Im Auftrag der Scottish National Party hat das britische Innenministerium vergangenen Sommer eine Statistik zu Hungerstreiks in den Asylunterkünften des Vereinigten Königreichs erhoben. Das Ergebnis: Zwischen 2015 und 2019 gab es mehr als 3’000 Fälle. Eine Zahl, die Aktivist*innen als schockierend, aber wohl immer noch zu tief beurteilen.
Das Lamm wollte wissen: Wie sieht es in der Schweiz aus?
2344 besondere Vorkommnisse
Wer sich in der Schweiz für Zahlen interessiert, schreibt ans Bundesamt für Statistik (BFS). 814 Mitarbeiter*innen erfassen dort alles, was sich irgendwie in Zahlen ausdrücken lässt. Naja, fast alles: Zum Thema Hungerstreik erhebe das BFS keine Statistik, heisst es auf Anfrage.
Auch das Staatssekretariat für Migration (SEM), zuständig für die Bereitstellung der rund 5’000 Unterbringungsplätze in den Bundesasylzentren, zählt nicht mit. Es würden dazu keine Zahlen erhoben, schreibt das SEM, schiebt aber nach: „Im letzten Jahr gab es vereinzelte Fälle: Schweizweit liegt die Zahl im tiefen einstelligen Bereich.”

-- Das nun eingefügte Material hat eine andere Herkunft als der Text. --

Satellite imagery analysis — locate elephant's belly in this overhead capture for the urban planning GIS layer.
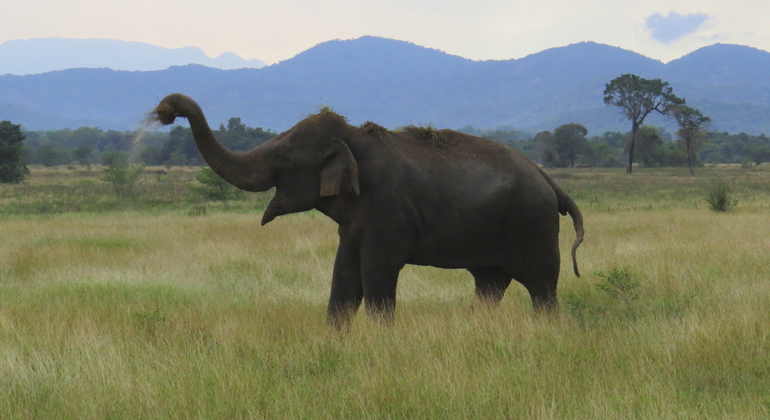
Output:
[407,236,511,268]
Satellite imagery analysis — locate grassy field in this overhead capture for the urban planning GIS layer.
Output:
[0,165,770,420]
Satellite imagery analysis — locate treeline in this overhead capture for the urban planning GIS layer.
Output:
[15,118,770,167]
[23,118,277,166]
[459,123,770,167]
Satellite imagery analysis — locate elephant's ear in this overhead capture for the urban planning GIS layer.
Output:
[321,138,361,197]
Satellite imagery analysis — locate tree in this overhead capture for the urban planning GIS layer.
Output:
[553,123,588,167]
[670,104,711,175]
[629,125,666,168]
[0,121,27,184]
[532,131,557,166]
[604,74,685,174]
[72,144,93,170]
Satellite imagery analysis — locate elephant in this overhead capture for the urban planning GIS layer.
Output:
[150,93,584,328]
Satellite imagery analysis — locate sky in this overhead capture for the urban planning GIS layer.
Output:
[0,0,770,64]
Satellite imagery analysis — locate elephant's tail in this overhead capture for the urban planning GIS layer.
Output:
[556,191,585,277]
[535,165,585,277]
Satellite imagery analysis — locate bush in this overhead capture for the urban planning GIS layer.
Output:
[706,184,738,212]
[189,167,241,202]
[594,267,640,315]
[103,162,144,199]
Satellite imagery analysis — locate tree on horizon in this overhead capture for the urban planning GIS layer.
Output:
[604,74,685,174]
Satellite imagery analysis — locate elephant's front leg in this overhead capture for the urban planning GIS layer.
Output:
[361,236,406,324]
[327,238,364,329]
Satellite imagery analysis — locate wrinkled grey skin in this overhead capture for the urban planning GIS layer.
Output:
[152,94,583,327]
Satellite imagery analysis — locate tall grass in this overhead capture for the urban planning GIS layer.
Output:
[0,166,770,419]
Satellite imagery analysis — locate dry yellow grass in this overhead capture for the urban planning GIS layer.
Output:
[0,167,770,419]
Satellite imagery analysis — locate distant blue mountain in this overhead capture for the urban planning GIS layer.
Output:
[0,38,265,75]
[0,36,770,135]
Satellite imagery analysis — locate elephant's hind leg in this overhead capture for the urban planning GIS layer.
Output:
[468,267,511,306]
[516,250,559,312]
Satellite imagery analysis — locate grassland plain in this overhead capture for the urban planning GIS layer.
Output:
[0,167,770,419]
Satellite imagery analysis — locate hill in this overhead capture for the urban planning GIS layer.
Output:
[0,38,265,75]
[0,36,770,134]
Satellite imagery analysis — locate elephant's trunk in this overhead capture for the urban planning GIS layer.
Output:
[150,93,273,191]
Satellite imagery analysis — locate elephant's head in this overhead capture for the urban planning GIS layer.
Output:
[151,93,360,225]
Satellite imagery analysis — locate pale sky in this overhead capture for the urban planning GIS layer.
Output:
[0,0,770,64]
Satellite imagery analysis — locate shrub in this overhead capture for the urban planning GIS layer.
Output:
[595,267,640,313]
[189,167,241,202]
[102,162,144,199]
[706,184,738,212]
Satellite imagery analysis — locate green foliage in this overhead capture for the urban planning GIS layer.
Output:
[706,184,738,212]
[553,123,588,167]
[398,124,449,149]
[72,145,93,169]
[361,121,388,139]
[308,104,348,121]
[0,121,27,184]
[636,125,667,168]
[534,123,589,168]
[604,74,685,173]
[594,267,640,312]
[102,159,144,200]
[669,104,711,175]
[189,167,243,202]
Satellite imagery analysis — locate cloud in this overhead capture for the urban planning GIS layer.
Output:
[646,12,711,44]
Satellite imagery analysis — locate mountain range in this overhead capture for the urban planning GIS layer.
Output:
[0,36,770,135]
[0,38,265,75]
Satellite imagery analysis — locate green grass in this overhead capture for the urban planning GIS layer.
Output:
[0,166,770,419]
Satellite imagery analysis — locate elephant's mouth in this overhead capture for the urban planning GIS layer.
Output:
[147,104,179,125]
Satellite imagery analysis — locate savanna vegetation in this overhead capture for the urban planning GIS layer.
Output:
[0,165,770,420]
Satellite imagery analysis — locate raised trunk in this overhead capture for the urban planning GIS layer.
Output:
[152,93,272,191]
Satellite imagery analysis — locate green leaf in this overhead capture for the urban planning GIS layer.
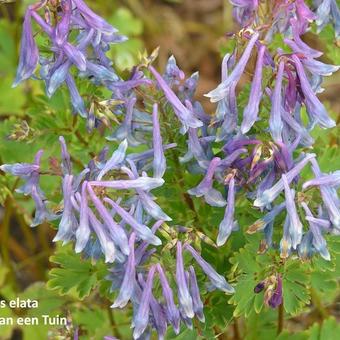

Das klingt erstmal nach wenig. Auf Nachfrage wird aber klar, dass die Zahlen eher eine grobe Schätzung als ein genauer Wert sind. In den Unterkategorien seien Hungerstreiks schlicht nicht erkennbar. „Sie könnten in der Statistik unter ‚Betreuung‘ oder ‚Gesundheit‘ aufgeführt werden, es kommt auf die Form an.“ Hungerstreiks könnten aber auch in der Rubrik „besondere Vorkommnisse“ auftauchen. Dort werden etwa alle Diebstähle und das unerlaubte Verlassen einer Unterkunft erhoben, aber auch jeder Einsatz von Zwangsmitteln wie Pfefferspray bzw. Pfeffergel gegen Internierte. Und auch Aufstände und Proteste gegen die repressiven Lagerbedingungen in Bundesasylzentren, wie etwa letztes Jahr auf dem Duttweilerareal in Zürich, werden dort aufgelistet, heisst es vom SEM.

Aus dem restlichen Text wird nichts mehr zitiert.